Abstract
We perform statistical inference for the solution of stochastic optimization problems with equality and box inequality constraints. The considered problems are prevalent in statistics and machine learning, encompassing constrained $M$-estimation, PDE-constrained problems, physics-inspired networks, and algorithmic fairness. We introduce a stochastic sequential quadratic programming method (StoSQP) to solve these problems, where we determine the search direction by performing a quadratic approximation of the objective with a linear approximation of the constraints. Despite having access to unbiased estimates of population gradients, a key challenge in constrained problems lies in dealing with the bias in the search direction. To address this challenge, we introduce a novel gradient averaging technique to debias the direction step, leading to Debiased-StoSQP. Our method achieves global almost sure convergence and exhibits local asymptotic normality with an optimal limiting covariance matrix in Hájek and Le Cam’s sense. Additionally, a plug-in covariance matrix estimator is provided for practical inference purposes. To our knowledge, Debiased-StoSQP is the first fully online method to achieve asymptotic minimax optimality without relying on projection operators to the constraint set, which are incomputable for nonlinear problems. Through extensive experiments on benchmark nonlinear problems in the CUTEst test set, as well as on constrained generalized linear models and portfolio allocation problems, with both synthetic and real data, we demonstrate the superior performance of the method.
Sen Na
Postdoc in Statistics and ICSI
Sen Na is a postdoctoral scholar in the Statistics department and ICSI at UC Berkeley.

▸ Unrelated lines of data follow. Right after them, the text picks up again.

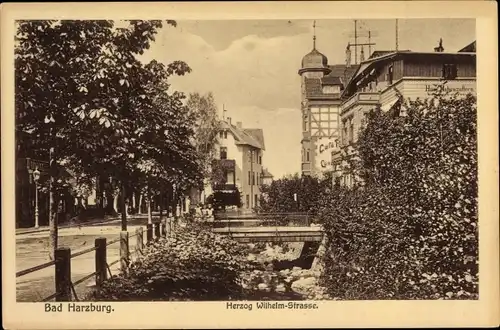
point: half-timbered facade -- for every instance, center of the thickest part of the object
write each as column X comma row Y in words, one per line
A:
column 385, row 80
column 322, row 86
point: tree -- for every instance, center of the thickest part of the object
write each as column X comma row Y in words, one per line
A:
column 280, row 194
column 80, row 86
column 206, row 129
column 411, row 231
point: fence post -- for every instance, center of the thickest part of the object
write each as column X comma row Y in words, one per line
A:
column 149, row 232
column 63, row 274
column 100, row 261
column 140, row 239
column 156, row 227
column 169, row 226
column 163, row 229
column 124, row 255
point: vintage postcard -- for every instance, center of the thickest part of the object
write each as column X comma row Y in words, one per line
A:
column 249, row 165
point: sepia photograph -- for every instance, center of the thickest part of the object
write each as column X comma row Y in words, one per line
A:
column 264, row 164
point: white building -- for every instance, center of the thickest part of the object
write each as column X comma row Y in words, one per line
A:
column 240, row 157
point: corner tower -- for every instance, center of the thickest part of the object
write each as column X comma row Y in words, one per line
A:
column 314, row 66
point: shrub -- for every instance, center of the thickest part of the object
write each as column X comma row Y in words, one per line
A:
column 411, row 231
column 195, row 264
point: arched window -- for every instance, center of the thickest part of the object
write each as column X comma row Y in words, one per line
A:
column 305, row 127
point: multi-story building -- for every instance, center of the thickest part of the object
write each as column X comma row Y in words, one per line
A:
column 240, row 158
column 267, row 177
column 322, row 85
column 383, row 80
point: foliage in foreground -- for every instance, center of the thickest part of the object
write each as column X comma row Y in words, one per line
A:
column 411, row 231
column 279, row 195
column 194, row 264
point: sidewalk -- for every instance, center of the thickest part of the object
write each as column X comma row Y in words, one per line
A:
column 89, row 223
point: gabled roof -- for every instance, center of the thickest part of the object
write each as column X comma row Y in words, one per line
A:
column 379, row 53
column 266, row 173
column 470, row 48
column 340, row 75
column 331, row 80
column 251, row 136
column 369, row 66
column 257, row 134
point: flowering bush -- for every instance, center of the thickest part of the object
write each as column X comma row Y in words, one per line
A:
column 411, row 231
column 193, row 264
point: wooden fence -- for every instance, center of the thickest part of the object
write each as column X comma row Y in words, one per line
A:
column 65, row 288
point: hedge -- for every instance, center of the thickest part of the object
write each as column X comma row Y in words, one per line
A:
column 410, row 232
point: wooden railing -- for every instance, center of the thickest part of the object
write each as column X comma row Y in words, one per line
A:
column 65, row 288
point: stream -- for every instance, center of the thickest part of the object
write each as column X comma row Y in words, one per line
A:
column 281, row 274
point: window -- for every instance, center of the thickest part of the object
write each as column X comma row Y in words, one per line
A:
column 223, row 152
column 230, row 177
column 351, row 130
column 390, row 75
column 449, row 71
column 344, row 135
column 305, row 127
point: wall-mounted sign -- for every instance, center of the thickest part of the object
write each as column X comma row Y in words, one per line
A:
column 324, row 150
column 451, row 89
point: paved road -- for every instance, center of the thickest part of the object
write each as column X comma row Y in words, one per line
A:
column 31, row 250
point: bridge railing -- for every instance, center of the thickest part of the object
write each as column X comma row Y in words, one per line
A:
column 292, row 219
column 65, row 285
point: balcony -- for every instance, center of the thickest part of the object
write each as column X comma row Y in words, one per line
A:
column 225, row 164
column 224, row 186
column 361, row 98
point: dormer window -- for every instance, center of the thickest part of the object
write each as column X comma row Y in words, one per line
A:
column 449, row 71
column 390, row 75
column 331, row 89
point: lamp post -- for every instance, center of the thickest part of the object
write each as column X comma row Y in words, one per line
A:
column 36, row 177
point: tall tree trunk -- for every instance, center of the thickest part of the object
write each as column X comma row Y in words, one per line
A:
column 139, row 211
column 53, row 204
column 110, row 210
column 161, row 203
column 134, row 201
column 124, row 207
column 100, row 195
column 150, row 214
column 115, row 202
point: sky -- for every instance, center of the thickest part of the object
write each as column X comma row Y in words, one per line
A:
column 251, row 66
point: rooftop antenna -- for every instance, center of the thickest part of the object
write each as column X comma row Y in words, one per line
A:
column 397, row 37
column 314, row 34
column 355, row 42
column 369, row 43
column 356, row 35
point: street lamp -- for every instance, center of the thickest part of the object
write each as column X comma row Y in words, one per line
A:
column 36, row 177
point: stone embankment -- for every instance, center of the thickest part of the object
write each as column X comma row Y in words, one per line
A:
column 293, row 282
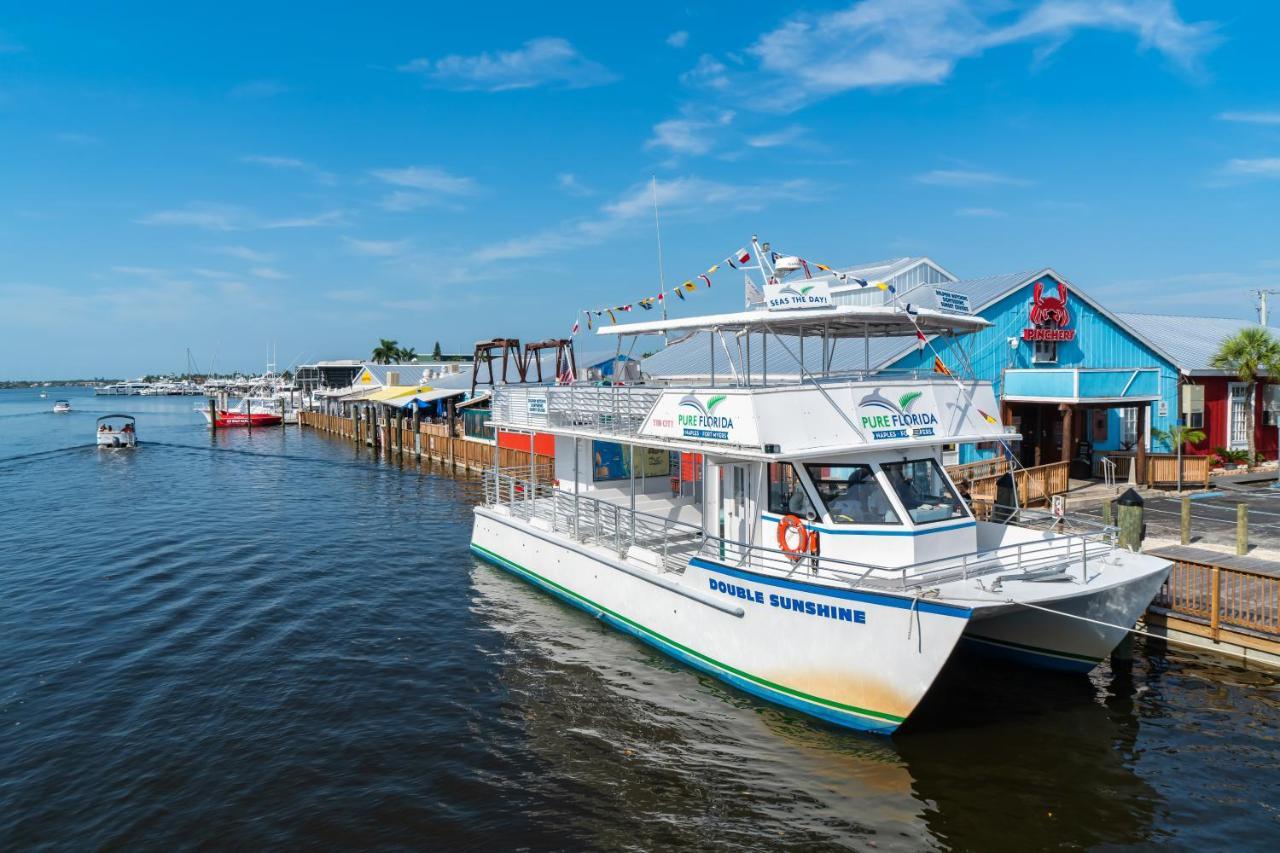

His research interests broadly lie in the mathematical foundations of data science, with topics including high-dimensional statistics, graphical models, semiparametric models, optimal control, and large-scale and stochastic nonlinear optimization. He is also interested in applying machine learning methods in biology, neuroscience, and engineering.
Michael W. Mahoney
Professor in Statistics and ICSI, Amazon Scholar
Michael Mahoney is a Professor in the Statistics department and ICSI at UC Berkeley. He is also the director of the NSF/TRIPODS-funded Foundations of Data Analysis (FODA) Institute at UC Berkeley. He works on the algorithmic and statistical aspects of modern large-scale data analysis. Much of his recent research has focused on large-scale machine learning, including randomized matrix algorithms and randomized numerical linear algebra.